I totally agree @jmmcd . We need to have wrappers to allow sklearn-style usage of our whole library that way it can be used by many other researchers with ease. I am still using the modified version of PonyGE2 in my research. If PonyGE2 maintainers want, I can send a merge request with the changes I have done to unify the scripts. Then we can go through the changes and decide which changes should be keep.
To answer your question on how to use the modified PonyGE2, here is a simple example:

  1. Clone the repo https://github.com/aadeshnpn/PonyGE2
  2. Install the repo using pip install .
  3. Initialize the parameters
from ponyge.operators.initialisation import initialisation
from ponyge.fitness.evaluation import evaluate_fitness
from ponyge.operators.crossover import crossover
from ponyge.operators.mutation import mutation
from ponyge.operators.replacement import replacement
from ponyge.operators.selection import selection
from ponyge.algorithm.parameters import Parameters
parameter = Parameters()
parameter_list = ['--parameters', '..,regression.txt'] # path,filename (comma-separated)
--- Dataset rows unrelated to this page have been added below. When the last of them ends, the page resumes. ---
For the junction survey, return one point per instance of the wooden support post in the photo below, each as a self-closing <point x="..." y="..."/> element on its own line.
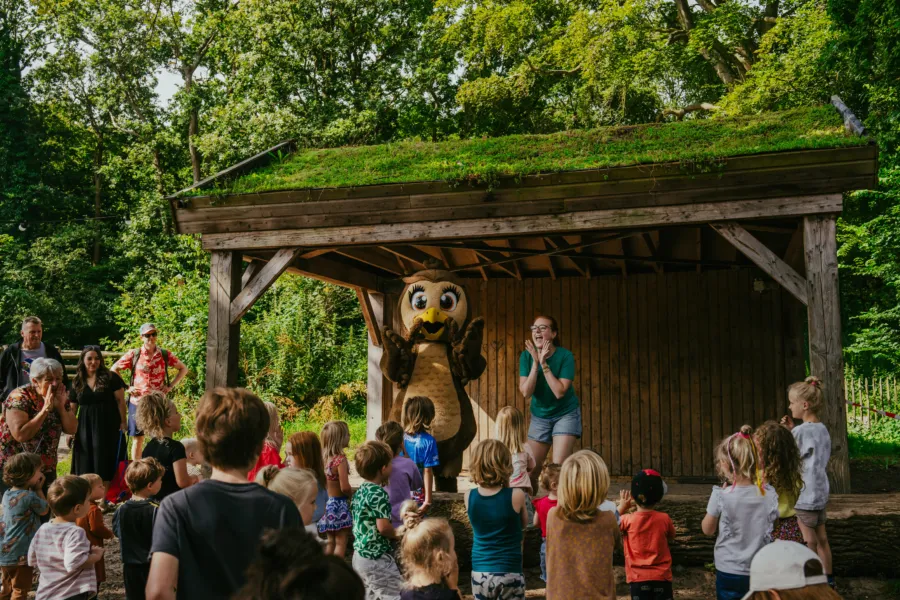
<point x="763" y="258"/>
<point x="378" y="388"/>
<point x="222" y="336"/>
<point x="824" y="317"/>
<point x="262" y="281"/>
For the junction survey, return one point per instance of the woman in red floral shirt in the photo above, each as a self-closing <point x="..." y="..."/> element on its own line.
<point x="36" y="415"/>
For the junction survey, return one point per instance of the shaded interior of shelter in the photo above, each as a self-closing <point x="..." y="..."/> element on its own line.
<point x="679" y="339"/>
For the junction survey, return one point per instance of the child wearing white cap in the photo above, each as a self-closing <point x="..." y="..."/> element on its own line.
<point x="788" y="571"/>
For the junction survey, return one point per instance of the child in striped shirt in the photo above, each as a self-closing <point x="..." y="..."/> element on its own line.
<point x="60" y="549"/>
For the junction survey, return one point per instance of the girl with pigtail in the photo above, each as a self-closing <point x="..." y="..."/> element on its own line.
<point x="744" y="511"/>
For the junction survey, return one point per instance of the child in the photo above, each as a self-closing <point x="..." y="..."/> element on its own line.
<point x="293" y="565"/>
<point x="93" y="524"/>
<point x="306" y="453"/>
<point x="20" y="516"/>
<point x="205" y="537"/>
<point x="419" y="445"/>
<point x="815" y="450"/>
<point x="782" y="468"/>
<point x="744" y="513"/>
<point x="646" y="535"/>
<point x="497" y="514"/>
<point x="60" y="549"/>
<point x="159" y="418"/>
<point x="372" y="529"/>
<point x="297" y="484"/>
<point x="197" y="466"/>
<point x="271" y="454"/>
<point x="337" y="522"/>
<point x="133" y="524"/>
<point x="784" y="571"/>
<point x="580" y="536"/>
<point x="406" y="481"/>
<point x="542" y="506"/>
<point x="428" y="554"/>
<point x="512" y="433"/>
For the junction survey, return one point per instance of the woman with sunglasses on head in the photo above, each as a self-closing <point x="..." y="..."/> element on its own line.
<point x="546" y="372"/>
<point x="102" y="417"/>
<point x="149" y="366"/>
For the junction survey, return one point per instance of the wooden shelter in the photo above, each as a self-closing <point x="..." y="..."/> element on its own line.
<point x="678" y="259"/>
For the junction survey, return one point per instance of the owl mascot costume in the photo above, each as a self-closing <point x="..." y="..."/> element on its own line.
<point x="436" y="355"/>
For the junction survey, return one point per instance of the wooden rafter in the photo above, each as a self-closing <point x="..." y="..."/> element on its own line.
<point x="764" y="258"/>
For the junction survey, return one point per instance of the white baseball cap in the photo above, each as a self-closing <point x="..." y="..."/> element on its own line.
<point x="780" y="566"/>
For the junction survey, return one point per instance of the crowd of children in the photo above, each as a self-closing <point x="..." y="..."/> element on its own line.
<point x="240" y="524"/>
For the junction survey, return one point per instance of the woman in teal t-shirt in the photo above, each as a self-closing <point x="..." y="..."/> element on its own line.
<point x="546" y="371"/>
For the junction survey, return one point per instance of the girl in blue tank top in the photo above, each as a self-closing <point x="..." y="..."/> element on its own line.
<point x="497" y="514"/>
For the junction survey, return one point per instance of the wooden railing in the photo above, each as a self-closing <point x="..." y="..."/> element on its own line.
<point x="872" y="394"/>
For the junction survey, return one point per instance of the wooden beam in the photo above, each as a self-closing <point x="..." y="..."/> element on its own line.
<point x="222" y="336"/>
<point x="262" y="281"/>
<point x="825" y="351"/>
<point x="570" y="222"/>
<point x="250" y="270"/>
<point x="371" y="319"/>
<point x="764" y="258"/>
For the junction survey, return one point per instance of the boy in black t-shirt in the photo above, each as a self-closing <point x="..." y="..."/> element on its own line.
<point x="133" y="524"/>
<point x="205" y="536"/>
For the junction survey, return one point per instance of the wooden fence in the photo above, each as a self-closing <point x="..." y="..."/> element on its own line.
<point x="871" y="394"/>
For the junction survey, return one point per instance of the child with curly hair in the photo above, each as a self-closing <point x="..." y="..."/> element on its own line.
<point x="743" y="510"/>
<point x="780" y="462"/>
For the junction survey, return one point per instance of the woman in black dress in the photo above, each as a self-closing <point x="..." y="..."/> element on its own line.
<point x="102" y="417"/>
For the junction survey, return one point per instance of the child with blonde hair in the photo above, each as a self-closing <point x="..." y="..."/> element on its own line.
<point x="743" y="510"/>
<point x="542" y="506"/>
<point x="418" y="444"/>
<point x="159" y="418"/>
<point x="805" y="402"/>
<point x="511" y="431"/>
<point x="428" y="554"/>
<point x="580" y="536"/>
<point x="782" y="468"/>
<point x="93" y="524"/>
<point x="297" y="484"/>
<point x="497" y="514"/>
<point x="306" y="453"/>
<point x="337" y="522"/>
<point x="271" y="454"/>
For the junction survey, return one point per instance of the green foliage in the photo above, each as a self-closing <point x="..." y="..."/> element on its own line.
<point x="487" y="158"/>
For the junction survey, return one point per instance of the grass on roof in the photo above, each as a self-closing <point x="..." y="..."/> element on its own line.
<point x="487" y="159"/>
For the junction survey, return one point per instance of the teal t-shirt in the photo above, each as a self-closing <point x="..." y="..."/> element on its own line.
<point x="543" y="403"/>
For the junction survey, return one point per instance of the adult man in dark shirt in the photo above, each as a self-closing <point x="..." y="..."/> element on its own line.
<point x="16" y="359"/>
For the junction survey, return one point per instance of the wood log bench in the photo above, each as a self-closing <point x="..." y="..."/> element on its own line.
<point x="863" y="531"/>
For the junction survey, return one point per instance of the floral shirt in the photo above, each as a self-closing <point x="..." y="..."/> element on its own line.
<point x="150" y="372"/>
<point x="46" y="440"/>
<point x="370" y="503"/>
<point x="20" y="517"/>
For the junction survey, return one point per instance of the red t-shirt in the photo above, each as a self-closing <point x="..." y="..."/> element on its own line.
<point x="269" y="456"/>
<point x="645" y="536"/>
<point x="543" y="506"/>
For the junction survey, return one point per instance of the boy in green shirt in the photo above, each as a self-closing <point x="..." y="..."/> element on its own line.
<point x="372" y="528"/>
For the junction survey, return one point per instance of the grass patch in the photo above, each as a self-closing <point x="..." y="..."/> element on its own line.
<point x="698" y="143"/>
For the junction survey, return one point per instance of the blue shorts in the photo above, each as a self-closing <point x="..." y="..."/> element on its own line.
<point x="132" y="420"/>
<point x="544" y="430"/>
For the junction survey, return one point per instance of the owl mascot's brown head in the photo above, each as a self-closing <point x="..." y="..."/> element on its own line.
<point x="433" y="296"/>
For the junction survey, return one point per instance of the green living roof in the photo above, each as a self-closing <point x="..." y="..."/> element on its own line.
<point x="486" y="159"/>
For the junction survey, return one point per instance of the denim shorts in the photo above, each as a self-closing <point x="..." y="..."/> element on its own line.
<point x="544" y="430"/>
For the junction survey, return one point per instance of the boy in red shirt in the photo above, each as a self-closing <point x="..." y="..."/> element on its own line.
<point x="542" y="506"/>
<point x="646" y="534"/>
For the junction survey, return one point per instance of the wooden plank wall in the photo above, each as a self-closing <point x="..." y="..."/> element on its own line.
<point x="667" y="364"/>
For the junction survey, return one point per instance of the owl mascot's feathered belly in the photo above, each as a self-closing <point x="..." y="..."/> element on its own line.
<point x="436" y="359"/>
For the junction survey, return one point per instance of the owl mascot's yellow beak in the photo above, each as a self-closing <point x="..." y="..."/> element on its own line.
<point x="433" y="321"/>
parameter.params['RANDOM_SEED'] = 123
parameter.params['POPULATION_SIZE'] = 100
parameter.set_params(parameter_list)
individual = initialisation(parameter, 1)
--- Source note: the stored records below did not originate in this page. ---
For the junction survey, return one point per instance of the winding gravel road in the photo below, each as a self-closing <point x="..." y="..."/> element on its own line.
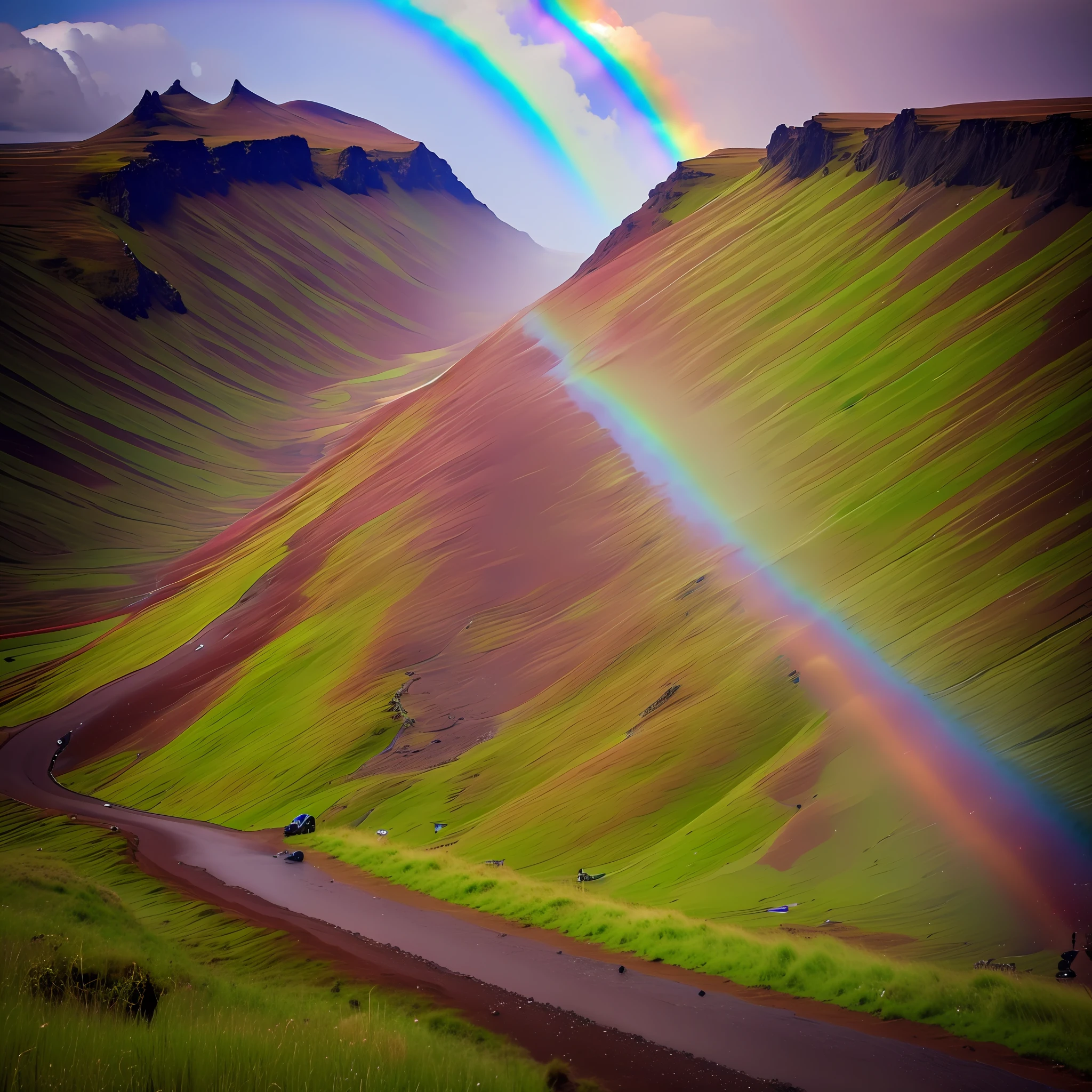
<point x="760" y="1043"/>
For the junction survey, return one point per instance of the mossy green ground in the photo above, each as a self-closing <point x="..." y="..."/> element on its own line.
<point x="243" y="1009"/>
<point x="893" y="386"/>
<point x="1031" y="1016"/>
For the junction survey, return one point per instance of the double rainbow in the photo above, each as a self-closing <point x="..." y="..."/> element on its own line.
<point x="600" y="53"/>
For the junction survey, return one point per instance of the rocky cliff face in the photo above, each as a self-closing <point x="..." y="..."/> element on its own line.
<point x="133" y="287"/>
<point x="806" y="148"/>
<point x="147" y="188"/>
<point x="1042" y="157"/>
<point x="648" y="219"/>
<point x="423" y="170"/>
<point x="357" y="173"/>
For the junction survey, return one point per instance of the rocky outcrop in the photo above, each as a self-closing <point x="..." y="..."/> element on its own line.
<point x="146" y="189"/>
<point x="806" y="148"/>
<point x="132" y="288"/>
<point x="357" y="173"/>
<point x="149" y="107"/>
<point x="422" y="170"/>
<point x="649" y="219"/>
<point x="284" y="160"/>
<point x="1042" y="157"/>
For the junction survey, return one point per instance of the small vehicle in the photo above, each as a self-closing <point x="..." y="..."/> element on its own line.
<point x="302" y="825"/>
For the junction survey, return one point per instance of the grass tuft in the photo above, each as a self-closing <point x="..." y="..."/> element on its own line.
<point x="1031" y="1016"/>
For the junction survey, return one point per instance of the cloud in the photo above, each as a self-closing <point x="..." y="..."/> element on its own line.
<point x="38" y="91"/>
<point x="77" y="79"/>
<point x="123" y="61"/>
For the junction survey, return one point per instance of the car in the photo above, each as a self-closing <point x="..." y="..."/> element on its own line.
<point x="302" y="825"/>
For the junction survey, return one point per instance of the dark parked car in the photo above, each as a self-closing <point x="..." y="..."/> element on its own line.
<point x="302" y="825"/>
individual = evaluate_fitness(individual, parameter)
  1. Now you can use a loop to warp the genetic step.
for i in range(generations):
    parents = selection(parameter, individuals)
    cross_pop = crossover(parameter, parents)
    new_pop = mutation(parameter, cross_pop)
    new_pop = evaluate_fitness(new_pop, parameter)
    individuals = replacement(parameter, new_pop, individuals)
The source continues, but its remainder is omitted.